Doç. Dr. Derman Başaran;  “Ameliyat genel anestezi altında yapılmış oldu ve ortalama 4,5 saat sürdü. İlk olarak genel cerrahi ekibi robotik cerrahi ile midenin bir kısmını aldı. Sonrasında da biz rahim kanseri ameliyatını gerçekleştirdik. Arkasından genel cerrahların çıkardığı mideyi, cerrahi uygulanan genital bölgeden vücudun dışına çıkardık. Çıkarılan midenin bu şekilde vücut dışına alınması da gene bizim tarafımızdan tanımlanan ilk teknik oldu. Bu iki ameliyat, açık cerrahi olmaksızın kapalı yöntemle yapılmış oldu. En büyüğü 8 milimetre çaplı 4 tane cilt kesisi kullanılarak vücuda giriş yapılmış oldu ve tüm ameliyat robot kullanılarak tamamlandı. Böylece, eş zamanlı kombine şekilde robotik cerrahi ile tüp mide ve rahim duvarı ameliyatı gerçekleştirildi.” dedi.

Hastanın şu an genel sıhhat durumunun fazlaca iyi bulunduğunu, 25 gün ilkin taburcu edildiğini dile getiren Başaran, “Rahim duvarı kanserine yönelik patoloji raporuna gore, hastanın herhangi bir ek tedavi almasına gerek kalmadığı belirlendi. Bununla beraber hastamız, bu süre içinde de ortalama 20 kilogram verdi ve ilerleyen günlerde kilo kaybı devam edecek. Böylece, hastamız hem kanserini yendi hem de kontrollü kilo kaybı ile daha sıhhatli bir hayata kavuştu.” ifadelerini kullandı.

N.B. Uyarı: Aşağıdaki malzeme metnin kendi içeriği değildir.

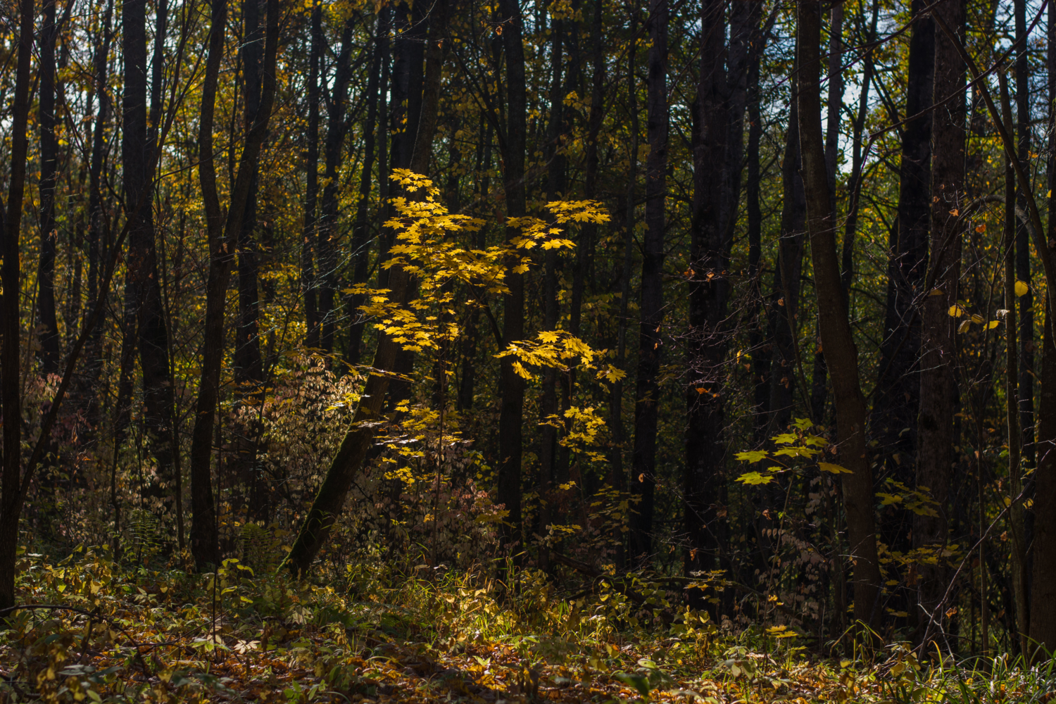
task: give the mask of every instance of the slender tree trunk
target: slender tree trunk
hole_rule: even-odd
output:
[[[859,379],[857,348],[848,319],[836,260],[835,223],[831,221],[821,107],[821,7],[804,0],[797,8],[799,57],[799,145],[807,230],[814,260],[818,327],[836,406],[836,446],[844,477],[844,508],[854,559],[854,617],[872,623],[879,611],[880,563],[873,526],[872,471],[866,457],[865,396]]]
[[[121,130],[122,185],[129,218],[126,335],[133,335],[143,370],[144,430],[157,462],[148,492],[170,513],[172,469],[172,385],[169,336],[162,304],[152,207],[154,145],[148,125],[147,5],[131,0],[121,5],[125,88]]]
[[[946,0],[932,11],[956,32],[964,25],[963,0]],[[960,208],[964,195],[964,116],[962,97],[964,66],[957,46],[938,31],[935,37],[934,100],[946,102],[932,117],[930,258],[932,291],[921,304],[920,416],[917,444],[917,486],[927,487],[939,502],[937,516],[913,516],[913,548],[942,549],[949,522],[950,468],[955,455],[954,412],[957,387],[954,380],[955,327],[948,313],[957,305],[961,263]],[[936,293],[935,291],[938,291]],[[942,603],[947,570],[941,565],[921,565],[918,608],[923,629],[918,639],[928,641],[943,619]]]
[[[267,1],[267,30],[264,38],[261,102],[258,118],[247,126],[239,170],[231,188],[226,217],[216,193],[213,163],[212,126],[216,99],[216,80],[224,52],[226,0],[213,0],[209,34],[209,54],[202,89],[202,115],[199,120],[199,178],[205,204],[209,236],[209,277],[206,282],[206,320],[202,346],[202,374],[191,432],[191,552],[200,569],[220,564],[215,514],[212,505],[210,461],[214,416],[220,399],[220,373],[224,358],[224,309],[227,286],[234,261],[234,243],[242,228],[252,174],[267,137],[268,121],[275,104],[276,61],[279,52],[279,0]]]
[[[633,5],[631,21],[627,27],[630,35],[634,35],[636,31],[636,22],[634,21],[634,18],[637,17],[637,15],[638,6],[636,3]],[[620,272],[620,318],[616,342],[616,364],[620,369],[625,368],[627,359],[627,326],[629,324],[627,311],[630,306],[630,278],[635,253],[635,185],[638,180],[638,139],[641,134],[641,127],[638,122],[638,80],[635,74],[635,59],[636,51],[635,47],[631,46],[627,51],[627,101],[629,103],[628,112],[630,113],[628,116],[630,145],[627,150],[627,190],[624,196],[626,211],[623,218],[623,270]],[[623,423],[622,379],[618,379],[612,384],[610,407],[609,423],[612,427],[614,448],[612,459],[610,461],[611,476],[609,483],[615,489],[623,491],[627,484],[623,469],[623,451],[626,441],[626,431]],[[634,520],[634,518],[631,518],[631,520]],[[621,544],[617,554],[617,559],[622,567],[622,551],[624,547],[622,545],[622,533],[620,537]]]
[[[550,115],[546,158],[549,163],[547,201],[558,201],[565,190],[565,158],[561,151],[564,136],[564,23],[553,18],[550,23]],[[558,328],[558,252],[549,249],[543,254],[543,329]],[[543,394],[540,399],[540,527],[539,533],[546,535],[547,526],[553,522],[550,494],[558,464],[558,370],[549,367],[543,373]],[[540,552],[540,565],[549,568],[548,553],[544,547]]]
[[[242,63],[242,99],[245,106],[245,131],[248,133],[257,121],[261,106],[261,81],[263,66],[263,27],[261,26],[260,0],[243,0],[242,3],[242,46],[240,47]],[[258,286],[259,252],[254,239],[257,230],[257,192],[260,183],[260,170],[257,164],[249,180],[249,194],[246,198],[245,212],[242,215],[242,228],[235,250],[239,253],[239,318],[234,334],[234,383],[239,398],[253,398],[264,383],[264,366],[261,360],[260,336],[258,322],[260,320],[260,290]],[[253,435],[252,432],[249,435]],[[245,465],[245,455],[253,451],[241,442],[239,454],[240,464]],[[248,444],[256,445],[252,440]],[[249,460],[251,463],[251,460]]]
[[[730,129],[725,72],[725,3],[701,5],[700,81],[693,114],[693,220],[690,254],[690,329],[685,388],[685,470],[683,501],[687,552],[686,575],[715,569],[719,551],[717,490],[725,456],[722,438],[724,397],[722,379],[730,282],[723,225]],[[704,594],[693,590],[691,602],[702,606]]]
[[[446,8],[439,8],[439,11],[441,12],[441,17],[446,17]],[[444,25],[444,30],[446,31],[446,25]],[[427,90],[419,103],[421,108],[419,113],[421,118],[420,125],[422,127],[418,128],[414,133],[416,138],[409,156],[411,169],[420,169],[419,173],[428,168],[429,155],[432,151],[433,138],[436,131],[442,59],[444,54],[441,52],[430,54],[430,60],[434,65],[429,68],[429,73],[425,80]],[[397,140],[394,139],[393,141],[395,152]],[[390,301],[402,304],[407,303],[408,296],[412,290],[412,284],[403,267],[394,266],[390,268],[386,288],[390,290]],[[356,407],[350,429],[341,440],[341,446],[338,449],[337,454],[331,461],[326,476],[319,487],[319,493],[316,494],[312,509],[308,511],[308,515],[297,534],[297,540],[294,543],[293,549],[283,563],[283,567],[289,569],[294,574],[301,576],[306,574],[312,560],[315,559],[316,555],[319,554],[319,550],[329,538],[329,531],[334,527],[334,521],[337,519],[338,514],[340,514],[348,496],[352,480],[362,467],[363,460],[366,458],[366,453],[373,444],[375,437],[374,424],[381,415],[385,401],[385,392],[389,388],[389,376],[383,373],[399,368],[400,359],[398,353],[400,351],[400,347],[401,345],[393,342],[389,336],[382,335],[378,340],[378,347],[374,354],[371,366],[382,374],[372,374],[367,378],[363,395],[359,405]]]
[[[527,138],[528,96],[523,42],[524,19],[514,0],[499,0],[498,15],[504,23],[503,49],[506,55],[507,121],[503,140],[503,189],[507,217],[522,217],[526,212],[525,147]],[[520,236],[517,228],[507,228],[509,240]],[[524,338],[525,277],[510,272],[508,292],[503,296],[503,346]],[[524,418],[524,381],[513,368],[513,357],[504,357],[499,367],[502,405],[498,416],[498,503],[509,511],[502,529],[502,543],[512,554],[521,540],[521,458]]]
[[[1054,14],[1056,11],[1050,9],[1050,18]],[[1053,28],[1049,31],[1054,32]],[[1053,46],[1054,39],[1056,37],[1050,34],[1050,47]],[[1053,227],[1052,220],[1050,227]],[[1038,404],[1038,468],[1034,484],[1036,518],[1031,546],[1033,591],[1030,632],[1031,641],[1044,651],[1036,655],[1032,653],[1035,660],[1044,659],[1046,653],[1056,650],[1056,344],[1053,343],[1052,316],[1052,308],[1046,301],[1045,332],[1041,346],[1041,397]]]
[[[95,114],[95,126],[92,130],[92,155],[89,163],[88,176],[88,306],[84,308],[84,323],[92,319],[95,310],[95,300],[99,292],[99,281],[102,277],[101,263],[106,253],[106,237],[108,236],[107,216],[102,196],[102,173],[107,157],[107,125],[110,121],[110,93],[107,85],[110,44],[113,39],[111,21],[114,3],[108,0],[103,13],[101,35],[95,47],[95,95],[98,99],[98,110]],[[96,324],[88,343],[84,376],[81,391],[78,394],[84,400],[88,408],[88,420],[95,425],[98,420],[98,398],[96,383],[102,373],[102,325]],[[88,401],[91,399],[91,401]]]
[[[913,0],[913,25],[909,38],[906,115],[919,115],[931,104],[935,76],[935,22],[921,11],[924,0]],[[899,167],[898,222],[888,241],[887,305],[884,339],[880,347],[880,372],[872,412],[872,431],[884,459],[882,477],[910,487],[917,459],[917,414],[920,411],[921,319],[918,297],[922,294],[927,268],[928,216],[931,194],[931,113],[910,120],[902,130]],[[889,547],[908,553],[912,549],[912,513],[888,507],[881,522],[881,537]],[[916,595],[900,600],[913,613]],[[898,610],[898,609],[897,609]]]
[[[1001,88],[1001,112],[1004,125],[1012,130],[1012,103],[1008,100],[1008,81],[998,75]],[[1023,503],[1019,494],[1023,489],[1020,452],[1022,435],[1019,427],[1019,360],[1016,349],[1016,173],[1012,160],[1005,155],[1004,167],[1004,307],[1005,323],[1005,425],[1008,439],[1008,524],[1012,527],[1012,593],[1016,607],[1016,626],[1019,638],[1015,647],[1023,655],[1027,652],[1026,636],[1030,619],[1026,604],[1026,544],[1023,534]]]
[[[793,77],[792,90],[797,91]],[[770,328],[770,398],[766,436],[784,432],[792,419],[792,404],[797,379],[795,356],[796,315],[799,311],[799,282],[803,275],[804,233],[807,228],[807,201],[803,190],[803,158],[799,154],[799,109],[789,106],[789,125],[781,164],[781,229],[777,242],[777,266],[774,267],[773,292],[768,301]],[[819,418],[815,418],[821,422]]]
[[[22,228],[22,198],[25,194],[25,163],[29,151],[26,128],[30,117],[30,71],[33,58],[34,2],[19,3],[18,64],[15,69],[15,96],[11,110],[11,180],[7,185],[7,209],[3,215],[3,264],[0,268],[3,292],[0,293],[0,403],[3,418],[22,417],[19,350],[21,349],[20,296],[22,271],[19,264],[19,240]],[[18,519],[22,514],[22,424],[3,423],[3,477],[0,500],[0,609],[15,605],[15,562],[18,549]]]
[[[316,209],[319,197],[319,61],[325,39],[322,27],[322,2],[312,8],[309,28],[312,47],[308,50],[308,134],[307,164],[305,165],[304,228],[301,242],[301,296],[304,298],[304,344],[319,344],[319,320],[316,311],[316,280],[313,245],[316,242]]]
[[[356,222],[352,233],[352,254],[356,264],[353,269],[353,283],[365,284],[367,265],[371,253],[371,239],[367,233],[366,215],[371,204],[371,191],[374,178],[374,161],[377,155],[376,142],[384,141],[384,130],[378,122],[378,79],[381,75],[381,62],[389,50],[389,8],[382,7],[378,13],[374,31],[374,57],[371,61],[371,75],[366,81],[366,126],[363,130],[363,170],[359,177],[359,202],[356,205]],[[383,207],[383,206],[382,206]],[[355,296],[352,299],[353,319],[348,331],[348,362],[359,364],[362,355],[364,322],[359,320],[359,306],[363,305],[365,297]]]
[[[1049,133],[1056,130],[1056,5],[1049,5],[1045,34],[1049,89]],[[1056,151],[1045,164],[1049,212],[1056,212]],[[1056,240],[1056,217],[1049,217],[1045,240]],[[1048,653],[1056,651],[1056,344],[1053,310],[1045,301],[1041,345],[1041,394],[1038,400],[1037,469],[1034,476],[1034,536],[1031,543],[1031,640]],[[1033,653],[1032,653],[1033,654]],[[1045,658],[1038,653],[1034,659]]]
[[[37,315],[40,317],[40,372],[48,376],[59,370],[59,329],[55,310],[55,187],[58,184],[59,142],[55,136],[55,42],[58,25],[55,3],[44,3],[40,27],[40,97],[37,122],[40,127],[40,259],[37,264]]]
[[[645,236],[639,311],[638,381],[635,389],[635,450],[630,486],[639,498],[630,525],[630,554],[650,562],[656,493],[657,424],[663,324],[663,260],[667,188],[667,0],[649,0],[645,166]]]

Doç. Dr. Başaran, tek seferde aşırı kiloluluk ve kanser cerrahi ameliyatının, bu alandaki internasyonal dergiye yazı olarak sunulduğunu ve Türk cerrahların bu alandaki başarısının dünya literatüründe yerini alacak olmasından duydukları mutluluğu aktardı. (Kaynak: AA – Yeşim Sert Karaaslan)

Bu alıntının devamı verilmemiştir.